Avoiding this means getting specific and deliberate in our planning. It means requiring housing authorities to conduct disability impact assessments and demographic analyses of who’s actually being served. It means embedding universal design principles — zero-step entrances, wider doorways, flexible spaces — from day one, not as expensive retrofits. It means creating pathways for people with fixed or limited incomes to participate, integrating rental subsidies into our models. It means designing programs to work with existing health and human services systems so individual projects aren’t reinventing wheels.
And critically, it means asking the right questions from the start: are we talking with people who need supportive housing as we develop campaigns? Are our regulations compatible with existing programs or will they create new barriers? How can people with criminal records, eviction histories, or no credit access our housing? And maybe most critically, how can these services benefit all residents of social housing programs so that those struggling in silence can get the care they need before their life is upended.

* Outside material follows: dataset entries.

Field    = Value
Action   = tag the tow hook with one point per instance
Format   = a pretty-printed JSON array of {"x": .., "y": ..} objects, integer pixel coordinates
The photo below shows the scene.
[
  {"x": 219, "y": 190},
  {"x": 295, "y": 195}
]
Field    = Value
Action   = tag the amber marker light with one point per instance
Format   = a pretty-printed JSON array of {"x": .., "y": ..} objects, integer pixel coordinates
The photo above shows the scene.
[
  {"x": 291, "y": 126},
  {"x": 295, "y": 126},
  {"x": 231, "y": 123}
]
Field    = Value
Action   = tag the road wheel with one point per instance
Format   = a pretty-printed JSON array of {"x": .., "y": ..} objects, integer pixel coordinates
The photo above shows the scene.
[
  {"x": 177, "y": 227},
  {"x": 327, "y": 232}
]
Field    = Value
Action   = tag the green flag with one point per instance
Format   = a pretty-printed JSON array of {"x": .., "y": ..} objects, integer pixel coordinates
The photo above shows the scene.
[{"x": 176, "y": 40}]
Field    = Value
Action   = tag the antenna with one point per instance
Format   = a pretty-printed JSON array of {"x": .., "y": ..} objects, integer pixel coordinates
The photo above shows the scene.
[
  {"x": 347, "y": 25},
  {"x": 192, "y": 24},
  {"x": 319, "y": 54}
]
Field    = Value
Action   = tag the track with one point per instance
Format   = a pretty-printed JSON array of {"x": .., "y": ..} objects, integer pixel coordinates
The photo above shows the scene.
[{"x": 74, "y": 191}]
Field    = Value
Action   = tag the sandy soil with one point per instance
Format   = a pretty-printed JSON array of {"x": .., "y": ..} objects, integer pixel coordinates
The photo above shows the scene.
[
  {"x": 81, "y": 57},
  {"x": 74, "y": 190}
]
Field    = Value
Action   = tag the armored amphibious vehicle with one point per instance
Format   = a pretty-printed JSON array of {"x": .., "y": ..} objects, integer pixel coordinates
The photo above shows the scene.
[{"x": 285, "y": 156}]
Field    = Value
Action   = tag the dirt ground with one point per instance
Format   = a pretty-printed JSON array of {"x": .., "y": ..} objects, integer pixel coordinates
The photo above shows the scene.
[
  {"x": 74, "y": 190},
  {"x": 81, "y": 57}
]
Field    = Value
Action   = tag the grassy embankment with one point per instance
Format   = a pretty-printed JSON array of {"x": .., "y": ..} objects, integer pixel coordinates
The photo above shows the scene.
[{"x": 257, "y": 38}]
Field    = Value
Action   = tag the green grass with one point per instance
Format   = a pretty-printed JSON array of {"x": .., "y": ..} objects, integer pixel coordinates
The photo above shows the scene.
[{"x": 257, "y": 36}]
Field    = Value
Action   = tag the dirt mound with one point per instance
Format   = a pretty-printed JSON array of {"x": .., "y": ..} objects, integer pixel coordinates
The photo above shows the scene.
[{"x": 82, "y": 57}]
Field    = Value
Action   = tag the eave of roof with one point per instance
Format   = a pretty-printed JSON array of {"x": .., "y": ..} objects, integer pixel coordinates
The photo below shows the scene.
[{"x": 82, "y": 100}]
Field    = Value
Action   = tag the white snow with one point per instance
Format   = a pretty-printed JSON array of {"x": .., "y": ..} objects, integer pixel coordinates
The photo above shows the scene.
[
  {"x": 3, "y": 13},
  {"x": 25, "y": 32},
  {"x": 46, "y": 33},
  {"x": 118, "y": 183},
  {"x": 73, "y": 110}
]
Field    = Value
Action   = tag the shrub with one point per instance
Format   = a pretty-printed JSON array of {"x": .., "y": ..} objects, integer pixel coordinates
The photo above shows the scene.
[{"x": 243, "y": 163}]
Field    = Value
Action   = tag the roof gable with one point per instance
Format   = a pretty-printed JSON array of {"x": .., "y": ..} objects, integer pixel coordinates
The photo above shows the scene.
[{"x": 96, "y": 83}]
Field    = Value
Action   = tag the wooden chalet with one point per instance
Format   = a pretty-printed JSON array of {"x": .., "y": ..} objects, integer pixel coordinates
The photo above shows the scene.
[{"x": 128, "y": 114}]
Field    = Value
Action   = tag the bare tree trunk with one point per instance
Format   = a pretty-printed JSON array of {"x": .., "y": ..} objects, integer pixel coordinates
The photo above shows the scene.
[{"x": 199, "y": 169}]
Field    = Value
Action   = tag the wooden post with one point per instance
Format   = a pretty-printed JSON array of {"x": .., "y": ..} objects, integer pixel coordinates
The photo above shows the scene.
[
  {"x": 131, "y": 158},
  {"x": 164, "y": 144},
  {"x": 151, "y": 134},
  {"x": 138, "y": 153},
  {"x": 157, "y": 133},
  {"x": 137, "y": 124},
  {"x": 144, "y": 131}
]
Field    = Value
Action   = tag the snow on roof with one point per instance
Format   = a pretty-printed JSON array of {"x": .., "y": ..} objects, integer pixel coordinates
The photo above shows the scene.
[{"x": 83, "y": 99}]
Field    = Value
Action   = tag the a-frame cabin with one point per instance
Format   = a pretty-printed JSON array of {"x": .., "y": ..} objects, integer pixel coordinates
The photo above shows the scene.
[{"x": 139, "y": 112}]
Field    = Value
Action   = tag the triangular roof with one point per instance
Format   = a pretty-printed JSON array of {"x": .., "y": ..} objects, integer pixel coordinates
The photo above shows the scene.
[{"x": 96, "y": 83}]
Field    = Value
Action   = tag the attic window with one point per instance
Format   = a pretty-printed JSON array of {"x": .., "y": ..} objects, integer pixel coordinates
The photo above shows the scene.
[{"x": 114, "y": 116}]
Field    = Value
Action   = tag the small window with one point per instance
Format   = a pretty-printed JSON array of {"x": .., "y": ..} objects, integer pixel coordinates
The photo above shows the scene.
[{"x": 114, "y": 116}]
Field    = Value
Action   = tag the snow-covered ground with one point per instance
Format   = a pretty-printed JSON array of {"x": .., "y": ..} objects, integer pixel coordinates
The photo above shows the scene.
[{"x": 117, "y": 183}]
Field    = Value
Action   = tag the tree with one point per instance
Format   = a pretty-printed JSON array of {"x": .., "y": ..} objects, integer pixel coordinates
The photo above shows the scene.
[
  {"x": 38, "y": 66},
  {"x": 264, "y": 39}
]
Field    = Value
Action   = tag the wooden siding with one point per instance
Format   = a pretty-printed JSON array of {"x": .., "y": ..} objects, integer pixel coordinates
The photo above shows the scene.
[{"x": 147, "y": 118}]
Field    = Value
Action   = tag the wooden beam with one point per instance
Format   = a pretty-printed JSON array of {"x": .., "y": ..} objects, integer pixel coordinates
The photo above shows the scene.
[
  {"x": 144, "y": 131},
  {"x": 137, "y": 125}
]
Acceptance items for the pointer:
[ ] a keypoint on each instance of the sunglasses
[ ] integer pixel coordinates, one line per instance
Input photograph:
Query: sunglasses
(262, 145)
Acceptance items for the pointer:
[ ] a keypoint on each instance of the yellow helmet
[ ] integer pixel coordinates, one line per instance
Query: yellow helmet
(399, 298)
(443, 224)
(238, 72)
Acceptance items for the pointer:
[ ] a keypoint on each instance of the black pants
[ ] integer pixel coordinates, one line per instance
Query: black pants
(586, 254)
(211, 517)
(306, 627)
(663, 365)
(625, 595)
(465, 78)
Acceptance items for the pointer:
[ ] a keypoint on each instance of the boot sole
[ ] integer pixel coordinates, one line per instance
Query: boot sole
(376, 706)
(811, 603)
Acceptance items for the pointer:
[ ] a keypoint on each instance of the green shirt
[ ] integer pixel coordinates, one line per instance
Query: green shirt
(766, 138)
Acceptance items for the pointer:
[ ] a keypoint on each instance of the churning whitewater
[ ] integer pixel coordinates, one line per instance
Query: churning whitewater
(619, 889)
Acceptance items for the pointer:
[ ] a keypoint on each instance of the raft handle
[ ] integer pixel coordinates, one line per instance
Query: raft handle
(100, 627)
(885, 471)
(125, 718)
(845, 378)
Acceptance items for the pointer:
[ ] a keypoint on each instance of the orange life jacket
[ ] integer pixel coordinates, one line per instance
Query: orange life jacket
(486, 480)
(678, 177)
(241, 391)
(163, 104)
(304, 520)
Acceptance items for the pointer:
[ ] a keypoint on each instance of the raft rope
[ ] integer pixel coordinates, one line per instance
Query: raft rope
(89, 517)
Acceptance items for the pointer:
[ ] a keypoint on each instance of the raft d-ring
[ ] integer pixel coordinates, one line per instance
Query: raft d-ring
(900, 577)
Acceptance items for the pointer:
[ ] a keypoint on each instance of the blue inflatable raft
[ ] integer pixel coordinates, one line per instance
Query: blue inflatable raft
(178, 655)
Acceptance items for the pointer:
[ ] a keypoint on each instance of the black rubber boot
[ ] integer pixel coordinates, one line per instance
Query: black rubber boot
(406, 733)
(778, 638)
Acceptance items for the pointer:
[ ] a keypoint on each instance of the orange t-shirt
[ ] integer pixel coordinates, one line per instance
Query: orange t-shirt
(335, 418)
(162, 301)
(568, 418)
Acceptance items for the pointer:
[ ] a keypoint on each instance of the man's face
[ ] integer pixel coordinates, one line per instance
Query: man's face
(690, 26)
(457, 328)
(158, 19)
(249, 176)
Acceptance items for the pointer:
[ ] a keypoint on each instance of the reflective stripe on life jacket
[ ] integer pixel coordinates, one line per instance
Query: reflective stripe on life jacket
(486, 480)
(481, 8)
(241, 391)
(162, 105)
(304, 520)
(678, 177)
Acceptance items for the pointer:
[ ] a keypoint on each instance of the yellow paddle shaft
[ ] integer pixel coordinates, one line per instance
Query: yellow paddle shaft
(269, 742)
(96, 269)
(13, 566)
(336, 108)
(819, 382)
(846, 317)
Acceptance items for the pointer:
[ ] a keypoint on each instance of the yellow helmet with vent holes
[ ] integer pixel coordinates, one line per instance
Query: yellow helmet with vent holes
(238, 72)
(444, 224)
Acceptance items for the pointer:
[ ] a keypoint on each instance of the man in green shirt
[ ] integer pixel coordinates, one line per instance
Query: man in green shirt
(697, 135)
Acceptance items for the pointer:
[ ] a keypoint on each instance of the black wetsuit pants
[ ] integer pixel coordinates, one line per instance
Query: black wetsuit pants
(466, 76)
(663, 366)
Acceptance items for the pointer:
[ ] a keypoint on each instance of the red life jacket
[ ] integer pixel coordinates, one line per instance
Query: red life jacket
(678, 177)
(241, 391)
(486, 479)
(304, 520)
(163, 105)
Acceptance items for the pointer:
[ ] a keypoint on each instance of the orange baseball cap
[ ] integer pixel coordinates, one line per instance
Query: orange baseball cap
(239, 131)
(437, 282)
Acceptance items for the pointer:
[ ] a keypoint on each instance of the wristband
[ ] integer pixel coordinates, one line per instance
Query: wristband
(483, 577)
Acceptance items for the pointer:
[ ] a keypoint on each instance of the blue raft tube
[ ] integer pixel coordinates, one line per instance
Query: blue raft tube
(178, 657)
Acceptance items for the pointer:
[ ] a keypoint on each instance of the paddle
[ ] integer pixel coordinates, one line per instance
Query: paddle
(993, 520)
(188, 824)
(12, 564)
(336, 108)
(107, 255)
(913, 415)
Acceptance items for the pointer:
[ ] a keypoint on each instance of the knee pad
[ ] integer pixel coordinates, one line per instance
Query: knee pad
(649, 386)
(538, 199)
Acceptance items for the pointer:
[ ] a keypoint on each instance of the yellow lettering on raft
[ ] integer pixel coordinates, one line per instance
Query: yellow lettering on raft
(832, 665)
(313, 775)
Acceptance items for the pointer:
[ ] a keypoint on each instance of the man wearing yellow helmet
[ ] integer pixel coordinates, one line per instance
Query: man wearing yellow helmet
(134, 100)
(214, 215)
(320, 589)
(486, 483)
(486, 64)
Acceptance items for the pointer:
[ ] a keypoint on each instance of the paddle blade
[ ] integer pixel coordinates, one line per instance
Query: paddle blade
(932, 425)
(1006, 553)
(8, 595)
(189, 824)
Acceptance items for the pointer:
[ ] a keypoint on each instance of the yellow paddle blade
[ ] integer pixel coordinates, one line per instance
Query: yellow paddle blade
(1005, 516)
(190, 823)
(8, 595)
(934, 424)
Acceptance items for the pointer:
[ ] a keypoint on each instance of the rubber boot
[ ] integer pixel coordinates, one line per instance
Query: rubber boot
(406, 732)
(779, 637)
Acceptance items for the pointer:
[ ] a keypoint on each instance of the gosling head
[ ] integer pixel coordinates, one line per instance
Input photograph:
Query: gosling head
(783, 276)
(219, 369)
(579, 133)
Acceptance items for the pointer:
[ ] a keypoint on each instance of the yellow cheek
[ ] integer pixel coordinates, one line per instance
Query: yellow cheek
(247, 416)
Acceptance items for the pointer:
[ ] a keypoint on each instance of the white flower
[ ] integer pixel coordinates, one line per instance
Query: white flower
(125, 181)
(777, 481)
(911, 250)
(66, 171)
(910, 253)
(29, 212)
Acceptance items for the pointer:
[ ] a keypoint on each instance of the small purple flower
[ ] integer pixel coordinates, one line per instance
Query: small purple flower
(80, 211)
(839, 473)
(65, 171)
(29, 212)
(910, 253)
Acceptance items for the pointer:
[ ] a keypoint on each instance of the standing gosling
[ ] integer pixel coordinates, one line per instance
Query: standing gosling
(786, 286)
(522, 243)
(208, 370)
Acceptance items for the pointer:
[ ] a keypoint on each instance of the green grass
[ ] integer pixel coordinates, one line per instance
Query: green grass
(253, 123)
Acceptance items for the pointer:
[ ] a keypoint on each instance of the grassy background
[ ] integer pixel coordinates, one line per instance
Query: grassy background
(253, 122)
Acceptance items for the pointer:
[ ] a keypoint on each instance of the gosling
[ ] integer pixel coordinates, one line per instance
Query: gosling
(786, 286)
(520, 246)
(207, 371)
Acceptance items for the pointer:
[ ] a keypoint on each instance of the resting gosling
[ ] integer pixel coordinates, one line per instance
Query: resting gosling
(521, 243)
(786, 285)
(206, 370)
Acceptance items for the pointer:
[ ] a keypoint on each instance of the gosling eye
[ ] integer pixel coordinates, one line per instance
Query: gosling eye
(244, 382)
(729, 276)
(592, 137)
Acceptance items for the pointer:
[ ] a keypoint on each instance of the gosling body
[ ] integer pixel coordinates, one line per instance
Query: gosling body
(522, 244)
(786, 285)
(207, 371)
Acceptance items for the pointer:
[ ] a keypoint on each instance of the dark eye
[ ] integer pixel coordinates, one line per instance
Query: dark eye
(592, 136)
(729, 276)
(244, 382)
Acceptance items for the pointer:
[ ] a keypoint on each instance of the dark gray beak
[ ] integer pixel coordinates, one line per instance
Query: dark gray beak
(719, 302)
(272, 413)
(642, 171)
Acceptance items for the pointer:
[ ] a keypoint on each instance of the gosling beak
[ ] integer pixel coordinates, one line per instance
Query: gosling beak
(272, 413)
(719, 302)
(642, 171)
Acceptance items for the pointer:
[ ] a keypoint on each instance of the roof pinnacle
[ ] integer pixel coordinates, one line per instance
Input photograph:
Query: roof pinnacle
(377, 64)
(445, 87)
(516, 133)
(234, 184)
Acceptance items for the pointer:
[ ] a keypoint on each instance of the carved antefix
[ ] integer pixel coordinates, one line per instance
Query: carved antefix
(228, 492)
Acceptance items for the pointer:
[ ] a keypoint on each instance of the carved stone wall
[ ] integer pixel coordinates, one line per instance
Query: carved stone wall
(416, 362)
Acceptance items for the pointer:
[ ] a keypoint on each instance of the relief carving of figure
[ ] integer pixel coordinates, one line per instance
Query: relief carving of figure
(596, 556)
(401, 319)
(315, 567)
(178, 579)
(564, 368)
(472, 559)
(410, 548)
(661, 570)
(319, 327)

We want to be clear about what we are not saying. We are not arguing that every single social housing project must serve every possible need or population. That’s neither realistic nor necessary. But as a movement culture and organizational commitment, we must ensure these considerations are embedded across our work. Some projects will focus on seniors, others on families, others on specific community needs. But the overall portfolio must reach people with disabilities, people experiencing homelessness, people coming home from incarceration, or we’ve failed.
The beautiful thing about social housing is that it gives us the opportunity to do this right from the beginning. We’re not working within the constraints of existing broken systems. We’re building new ones. We can design coordinated funding streams where serving people with complex needs is the default, not the exception requiring heroic workarounds. We can create streamlined pathways specifically for non-market housing with integrated services. We can put coordination burdens on public systems instead of vulnerable individuals navigating bureaucracy.
But only if we’re intentional. Only if we center the most marginalized in our planning, not as afterthoughts once buildings are designed and programs launched.
The corporate landlords and private equity firms we’re organizing against have no interest in housing our friends and family who have struggled through trauma and alienation. That’s precisely why we must. The choice before us is whether to build social housing that meets the needs of millions and truly embodies the democratic, inclusive, accessible vision we claim — or to replicate the same exclusions under a progressive banner.
We have the evidence. We have proven models. We have the organizing momentum. What we need now is the political courage and movement discipline to ensure that as we win social housing, we win it for everyone — especially those most excluded from the current system.
The way home exists. Let’s make sure the door is actually open when our most vulnerable neighbors arrive.